Immaginiamo di essere nella stanza di un appartamento in una giornata di sole. La luce del sole, entra dalla finestra e colpisce, direttamente o indirettamente, tutti gli oggetti e le persone in essa contenute. La luce bianca del sole che entra dalla finestra, comprende tutte le lunghezze d’onda dello spettro visibile (ed anche altre che noi non vediamo). Quando la luce bianca colpisce un tavolo, il legno assorbe diverse lunghezze d’onda e trasmette invece quella corrispondente al marrone; avendo assorbito le altre, l’unica che giunge al nostro occhio è proprio quella del marrone e noi vediamo il tavolo di questo colore, per l’appunto.
Però non tutte le luci sono uguali a quella del sole.
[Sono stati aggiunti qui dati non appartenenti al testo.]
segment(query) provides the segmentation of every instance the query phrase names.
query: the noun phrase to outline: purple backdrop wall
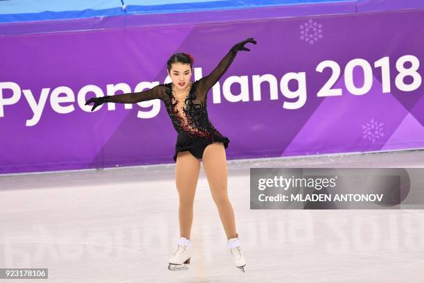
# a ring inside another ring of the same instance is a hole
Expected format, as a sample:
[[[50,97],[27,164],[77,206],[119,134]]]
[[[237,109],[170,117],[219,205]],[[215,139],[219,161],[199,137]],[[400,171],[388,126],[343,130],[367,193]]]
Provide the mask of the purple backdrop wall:
[[[179,51],[198,80],[246,37],[208,95],[229,159],[423,148],[423,35],[424,10],[3,36],[0,173],[173,162],[162,102],[85,101],[168,82]]]

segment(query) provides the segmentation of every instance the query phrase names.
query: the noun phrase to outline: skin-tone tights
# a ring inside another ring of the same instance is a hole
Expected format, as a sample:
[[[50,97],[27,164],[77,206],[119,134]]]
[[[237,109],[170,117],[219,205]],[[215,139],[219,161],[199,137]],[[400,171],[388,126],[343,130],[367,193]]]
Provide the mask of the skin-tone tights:
[[[203,153],[203,168],[212,198],[218,208],[227,239],[235,238],[234,212],[227,192],[227,169],[225,149],[222,143],[208,145]],[[200,171],[200,160],[188,151],[178,153],[175,182],[179,198],[180,237],[190,239],[195,194]]]

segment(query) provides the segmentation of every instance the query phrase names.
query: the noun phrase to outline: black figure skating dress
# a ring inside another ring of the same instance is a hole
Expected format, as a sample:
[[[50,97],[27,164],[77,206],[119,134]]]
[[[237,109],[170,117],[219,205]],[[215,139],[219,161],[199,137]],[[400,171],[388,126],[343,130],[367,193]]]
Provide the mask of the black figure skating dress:
[[[107,102],[135,103],[152,99],[161,99],[178,133],[175,144],[174,161],[179,151],[189,151],[202,159],[205,148],[214,142],[222,142],[228,147],[228,137],[221,135],[209,121],[206,110],[206,95],[234,60],[237,49],[233,48],[221,60],[218,65],[207,76],[191,82],[188,94],[184,101],[174,95],[173,83],[155,86],[151,89],[108,96]]]

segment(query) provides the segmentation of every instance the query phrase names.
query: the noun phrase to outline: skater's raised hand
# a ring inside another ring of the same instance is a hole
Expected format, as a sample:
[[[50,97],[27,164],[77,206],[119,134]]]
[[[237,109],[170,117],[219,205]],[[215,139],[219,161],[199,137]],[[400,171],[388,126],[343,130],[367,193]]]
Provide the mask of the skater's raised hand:
[[[88,105],[91,102],[94,102],[94,105],[93,105],[93,108],[91,108],[91,112],[93,112],[93,110],[94,110],[94,109],[96,109],[98,106],[101,105],[105,102],[106,102],[105,98],[104,96],[103,97],[92,97],[88,101],[87,101],[87,102],[85,103],[85,105]]]
[[[247,40],[243,40],[242,42],[240,42],[238,44],[235,44],[233,46],[233,51],[250,51],[250,49],[249,49],[248,48],[245,47],[245,45],[247,43],[248,43],[248,42],[253,43],[254,44],[256,44],[256,41],[255,40],[254,40],[253,37],[249,37]]]

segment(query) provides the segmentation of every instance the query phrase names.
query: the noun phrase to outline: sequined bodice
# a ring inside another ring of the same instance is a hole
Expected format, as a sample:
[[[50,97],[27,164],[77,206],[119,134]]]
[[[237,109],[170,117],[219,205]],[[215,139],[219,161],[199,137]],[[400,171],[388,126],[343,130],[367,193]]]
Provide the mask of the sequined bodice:
[[[238,50],[236,46],[235,45],[230,49],[209,75],[191,83],[188,94],[184,101],[175,97],[173,92],[173,83],[170,83],[160,84],[143,92],[107,96],[104,102],[135,103],[161,99],[165,103],[166,111],[179,134],[212,140],[222,138],[222,135],[212,126],[208,118],[206,95],[234,60]]]
[[[173,91],[172,83],[165,84],[166,111],[175,130],[197,138],[214,139],[222,135],[213,127],[208,117],[206,96],[197,89],[198,81],[191,83],[186,98],[177,98]]]

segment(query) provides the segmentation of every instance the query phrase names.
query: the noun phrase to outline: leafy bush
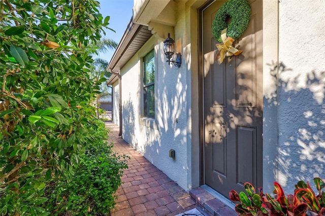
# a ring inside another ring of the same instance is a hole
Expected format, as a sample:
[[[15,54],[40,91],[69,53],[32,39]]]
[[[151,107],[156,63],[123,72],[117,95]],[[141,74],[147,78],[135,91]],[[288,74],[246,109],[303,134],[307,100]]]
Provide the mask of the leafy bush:
[[[325,216],[325,183],[318,177],[314,178],[314,182],[318,191],[317,196],[309,183],[300,181],[295,186],[295,194],[286,197],[276,182],[274,183],[274,198],[267,193],[264,194],[262,187],[258,189],[259,194],[255,193],[255,189],[249,183],[244,184],[247,195],[243,192],[238,195],[232,190],[229,196],[232,201],[240,202],[236,204],[235,210],[241,215]]]
[[[103,126],[96,133],[105,138],[107,132]],[[45,208],[51,215],[109,213],[115,204],[113,195],[121,184],[122,169],[127,168],[125,156],[117,155],[112,149],[103,139],[89,145],[68,184],[66,179],[52,179],[45,191],[49,198]]]
[[[89,72],[109,17],[94,0],[1,5],[0,215],[49,215],[49,181],[71,179],[98,140]]]

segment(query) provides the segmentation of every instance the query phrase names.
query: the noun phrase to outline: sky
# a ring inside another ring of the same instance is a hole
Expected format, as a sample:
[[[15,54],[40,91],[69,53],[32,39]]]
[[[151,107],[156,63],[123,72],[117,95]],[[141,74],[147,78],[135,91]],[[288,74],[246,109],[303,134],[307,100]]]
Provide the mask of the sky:
[[[108,27],[114,29],[115,32],[104,28],[105,38],[110,39],[118,44],[123,36],[126,26],[133,15],[134,0],[98,0],[100,3],[100,12],[103,16],[110,17]],[[106,53],[100,53],[99,57],[109,62],[115,50],[110,50]]]

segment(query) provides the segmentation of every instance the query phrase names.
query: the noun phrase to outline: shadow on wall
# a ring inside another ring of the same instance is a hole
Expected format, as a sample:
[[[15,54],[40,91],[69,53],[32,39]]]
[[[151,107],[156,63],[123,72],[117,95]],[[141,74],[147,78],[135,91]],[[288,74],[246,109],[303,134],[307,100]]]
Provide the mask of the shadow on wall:
[[[124,115],[126,115],[123,118],[123,124],[122,124],[123,132],[123,138],[127,142],[132,143],[132,146],[137,149],[136,145],[138,143],[138,141],[134,131],[135,128],[135,107],[130,96],[124,102],[122,111]]]
[[[277,66],[271,66],[276,79]],[[295,71],[279,64],[279,182],[292,192],[298,181],[325,178],[325,71]],[[277,100],[270,98],[270,105]],[[271,162],[274,163],[274,162]]]

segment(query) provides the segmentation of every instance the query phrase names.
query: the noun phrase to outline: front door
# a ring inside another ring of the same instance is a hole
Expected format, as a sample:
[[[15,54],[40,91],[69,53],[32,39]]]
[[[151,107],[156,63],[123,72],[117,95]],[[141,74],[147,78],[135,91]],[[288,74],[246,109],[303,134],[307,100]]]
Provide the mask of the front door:
[[[225,2],[202,11],[202,38],[205,183],[228,197],[246,182],[262,186],[263,8],[262,1],[249,2],[249,26],[233,44],[243,52],[219,64],[212,23]]]

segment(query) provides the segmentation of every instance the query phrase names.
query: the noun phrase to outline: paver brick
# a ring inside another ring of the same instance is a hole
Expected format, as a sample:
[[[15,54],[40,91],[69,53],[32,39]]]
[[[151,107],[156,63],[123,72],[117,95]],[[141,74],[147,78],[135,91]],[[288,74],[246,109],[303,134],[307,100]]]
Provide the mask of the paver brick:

Se prendiamo per esempio la luce emessa da una lampadina ad incandescenza con filamento al tungsteno, comprende anch’essa diverse lunghezze d’onda ma non le stesse della luce bianca del sole. Nella luce di tale lampadina, mancano alcune lunghezze d’onda nella zona del blu e del viola e quindi il tavolo trasmette un colore diverso da quello trasmesso in presenza di luce bianca; alcune frequenze non può trasmetterle in quanto non presenti in quella fonte di luce.
Con alcune illuminazioni si percepisce soltanto una variazione della gradazione del colore mentre con luci particolari, i colori degli oggetti possono cambiare di molto a seconda delle componenti della luce.
Ogni materiale presenta uno specifico spettro di assorbimento che comprende anche lunghezze d’onda fuori dallo spettro visibile. Perciò il colore risultante di un oggetto è dovuto a tutte le lunghezze d’onda della fonte di luce, meno quelle dello spettro di assorbimento del materiale con cui è fatto e, tra quelle che restano, il colore che vediamo è dovuto solo a quelle che cadono nell’intervallo di λ compreso tra 10-6 e 10-7m.
Ma oltre a questo, dobbiamo anche considerare che la nostra percezione del colore può essere alterata dal nostro cervello (Vedere il capitolo sul bilanciamento del bianco nel paragrafo “I colori e la nostra percezione di essi”).